What happened to Tanna Jo Fillmore and Madison Jensen? The routine torture in Utah’s jails

Tanna Jo Fillmore

Last year, within one week, two women, Tanna Jo Fillmore and Madison Jensen, “were found dead” in their cells in the Duchesne County Jail, in Utah. Their deaths are still shrouded in mystery and official obfuscation. Their families are still grieving as they seek answers and, even more, an end to the violence against women in Utah jails. On November 15, 2016, 25-year-old Tanna Jo Fillmore was deposited in the Duchesne County Jail, for parole violation. On Thanksgiving Day, she was found hanging in her cell. The following weekend, in response to her parents’ plea for help, Madison Jensen was taken to the Duchesne County Jail. Within the next four days, she lost anywhere from 17 to 42 pounds, reports vary. What doesn’t vary is the excruciating pain of her final hours and days. Tanna Jo Fillmore and Madison Jensen join the circle of Sarah Lee Circle Bear, Christina Tahhahwah, Amy Lynn Cowling, Ashley Ellis, Kellsie Green, Joyce Curnell, Sandra Bland, Kindra Chapman, and so many other women who have died in excruciating pain in America’s jails. They also join the circle of Heather Ashton Miller and all the other women who have died, recently, in Utah’s jails and prisons. What happened to Tanna Jo Fillmore and Madison Jensen? The routine torture of prison state’s war on drugs.

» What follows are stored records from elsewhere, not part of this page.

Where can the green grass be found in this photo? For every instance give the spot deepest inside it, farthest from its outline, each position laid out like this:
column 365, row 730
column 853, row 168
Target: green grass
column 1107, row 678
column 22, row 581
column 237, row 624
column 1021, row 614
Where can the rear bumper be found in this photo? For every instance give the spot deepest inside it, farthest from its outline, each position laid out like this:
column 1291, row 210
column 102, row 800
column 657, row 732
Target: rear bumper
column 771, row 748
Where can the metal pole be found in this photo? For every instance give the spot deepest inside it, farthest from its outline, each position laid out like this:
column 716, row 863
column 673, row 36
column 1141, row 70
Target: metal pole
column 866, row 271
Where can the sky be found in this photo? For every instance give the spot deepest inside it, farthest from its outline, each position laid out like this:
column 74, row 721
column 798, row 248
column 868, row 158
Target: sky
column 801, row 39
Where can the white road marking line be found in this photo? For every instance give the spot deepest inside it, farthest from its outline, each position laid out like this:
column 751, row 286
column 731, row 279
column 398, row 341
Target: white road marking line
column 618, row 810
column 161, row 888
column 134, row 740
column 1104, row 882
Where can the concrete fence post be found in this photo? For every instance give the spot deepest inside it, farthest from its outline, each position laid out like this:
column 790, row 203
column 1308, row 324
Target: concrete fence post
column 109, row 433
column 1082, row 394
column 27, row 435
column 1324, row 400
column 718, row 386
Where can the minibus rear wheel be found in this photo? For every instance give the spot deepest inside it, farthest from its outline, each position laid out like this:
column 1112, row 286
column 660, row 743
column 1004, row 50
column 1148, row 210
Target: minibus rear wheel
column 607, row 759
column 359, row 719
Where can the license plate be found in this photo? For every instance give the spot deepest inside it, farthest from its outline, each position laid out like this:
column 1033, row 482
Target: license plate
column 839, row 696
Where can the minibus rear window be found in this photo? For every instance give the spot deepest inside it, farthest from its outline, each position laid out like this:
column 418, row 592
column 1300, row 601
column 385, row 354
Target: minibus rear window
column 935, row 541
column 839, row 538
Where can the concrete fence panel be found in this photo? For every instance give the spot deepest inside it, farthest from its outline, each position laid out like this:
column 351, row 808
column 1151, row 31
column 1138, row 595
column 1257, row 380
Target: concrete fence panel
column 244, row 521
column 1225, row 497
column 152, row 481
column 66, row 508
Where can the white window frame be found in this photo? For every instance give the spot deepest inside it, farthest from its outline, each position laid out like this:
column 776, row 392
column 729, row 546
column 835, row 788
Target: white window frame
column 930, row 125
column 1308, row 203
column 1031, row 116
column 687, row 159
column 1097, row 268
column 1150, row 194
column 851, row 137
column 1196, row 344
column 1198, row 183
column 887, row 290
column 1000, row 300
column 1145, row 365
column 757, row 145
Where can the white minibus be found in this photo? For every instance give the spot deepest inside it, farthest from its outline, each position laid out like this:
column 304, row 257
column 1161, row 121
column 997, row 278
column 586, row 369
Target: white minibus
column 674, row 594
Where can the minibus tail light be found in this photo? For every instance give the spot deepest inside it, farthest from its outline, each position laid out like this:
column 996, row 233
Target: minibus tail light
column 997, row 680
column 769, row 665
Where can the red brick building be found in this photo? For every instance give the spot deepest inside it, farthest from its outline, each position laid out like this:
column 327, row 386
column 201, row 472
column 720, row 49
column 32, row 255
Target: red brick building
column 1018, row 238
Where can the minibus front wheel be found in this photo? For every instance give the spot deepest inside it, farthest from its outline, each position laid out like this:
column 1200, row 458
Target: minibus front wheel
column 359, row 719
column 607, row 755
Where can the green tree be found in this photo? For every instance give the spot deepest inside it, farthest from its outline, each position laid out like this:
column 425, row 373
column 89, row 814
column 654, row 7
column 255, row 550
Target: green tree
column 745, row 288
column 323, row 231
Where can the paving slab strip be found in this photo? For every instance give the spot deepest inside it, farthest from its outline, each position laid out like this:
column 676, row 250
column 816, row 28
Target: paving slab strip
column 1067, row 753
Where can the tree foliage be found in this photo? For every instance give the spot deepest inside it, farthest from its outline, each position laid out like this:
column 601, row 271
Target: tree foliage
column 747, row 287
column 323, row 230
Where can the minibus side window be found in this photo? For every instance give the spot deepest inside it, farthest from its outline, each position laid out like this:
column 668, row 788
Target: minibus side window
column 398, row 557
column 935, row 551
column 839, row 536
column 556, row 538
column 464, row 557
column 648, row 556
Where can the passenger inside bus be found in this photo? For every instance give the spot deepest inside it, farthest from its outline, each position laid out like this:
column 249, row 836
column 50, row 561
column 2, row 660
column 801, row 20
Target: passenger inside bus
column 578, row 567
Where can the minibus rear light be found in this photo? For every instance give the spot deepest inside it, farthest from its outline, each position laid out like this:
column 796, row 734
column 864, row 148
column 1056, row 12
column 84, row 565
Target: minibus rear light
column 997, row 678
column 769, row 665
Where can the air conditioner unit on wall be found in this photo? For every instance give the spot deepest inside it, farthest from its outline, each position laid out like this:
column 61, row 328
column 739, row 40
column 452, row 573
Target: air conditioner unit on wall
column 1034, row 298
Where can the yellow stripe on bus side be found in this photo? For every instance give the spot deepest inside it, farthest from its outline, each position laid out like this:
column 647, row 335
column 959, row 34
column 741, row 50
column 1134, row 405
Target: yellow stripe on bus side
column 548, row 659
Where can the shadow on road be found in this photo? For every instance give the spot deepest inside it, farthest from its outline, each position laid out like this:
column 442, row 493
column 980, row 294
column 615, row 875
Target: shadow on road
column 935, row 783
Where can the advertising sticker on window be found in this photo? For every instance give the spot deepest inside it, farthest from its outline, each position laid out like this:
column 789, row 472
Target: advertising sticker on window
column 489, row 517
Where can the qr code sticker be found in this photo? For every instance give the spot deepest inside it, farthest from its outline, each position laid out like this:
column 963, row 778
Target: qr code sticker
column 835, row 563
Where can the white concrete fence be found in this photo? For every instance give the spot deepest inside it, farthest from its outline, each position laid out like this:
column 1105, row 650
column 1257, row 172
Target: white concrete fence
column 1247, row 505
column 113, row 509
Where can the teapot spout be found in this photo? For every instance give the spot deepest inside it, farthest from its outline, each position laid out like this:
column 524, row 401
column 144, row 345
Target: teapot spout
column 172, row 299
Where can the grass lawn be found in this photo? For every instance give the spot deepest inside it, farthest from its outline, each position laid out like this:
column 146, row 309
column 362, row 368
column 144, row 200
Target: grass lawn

According to Melany Zoumadakis, Tanna Jo Fillmore’s mother, when Tanna Jo Fillmore was taken to Duchesne County Jail, her parole officer assured the mother that her daughter would be placed on suicide watch. That never happened. Many things never happened. Melany Zoumadakis was never informed by the jail of her daughter’s death, and she’s still waiting for information: “I don’t know if she was alive when they found her. I don’t know if she was fully dead and if they tried to shock her heart and bring her back. No one will talk to me … I am the mom and until you lose a child, you don’t know the pain it causes.”

Tanna Jo Fillmore entered Duchesne County Jail on a probation violation. In fact, that was a death sentence.

If possible, Madison Jensen’s story is worse. Madison Jensen threatened to commit suicide. Madison Jensen’s mother was seriously ill, and so her father, Jared Jensen, desperate for help, called the police. The police took her in, dumped her in Duchesne County Jail, where she was denied access to her medications. For whatever reason, she could not hold down anything, not food, not water. She begged for help. Her cellmate begged for help. None came. She died, a slow and excruciating death. According to Matt Finch, an opiate withdrawal recovery specialist, “She was going through opioid withdrawal syndrome and antidepressant withdrawal. I can’t even imagine how much pain she was going through.” Jared Jensen can imagine: “My daughter went in there to save her own life and now she comes out deceased.”

We must all imagine the pain, if we are to end the policies and practices that have produced that pain, across the country, from one jail to the next. A woman loses 17 pounds, at the very least, in four days, begs and screams for help, vomits through the whole period, can’t move, and the staff response is … policy doesn’t allow her to take her necessary medication because the institution is a “narcotics free zone”? That more than narcotics free. That’s a zone free of humanity, and it’s where we all live. What happened to Tanna Jo Fillmore and Madison Jensen? The routine torture of women in jails in Utah and across the United States.

Madison Jensen

(Photo Credit 1: Salt Lake Tribune) (Photo Credit 2: Salt Lake Tribune)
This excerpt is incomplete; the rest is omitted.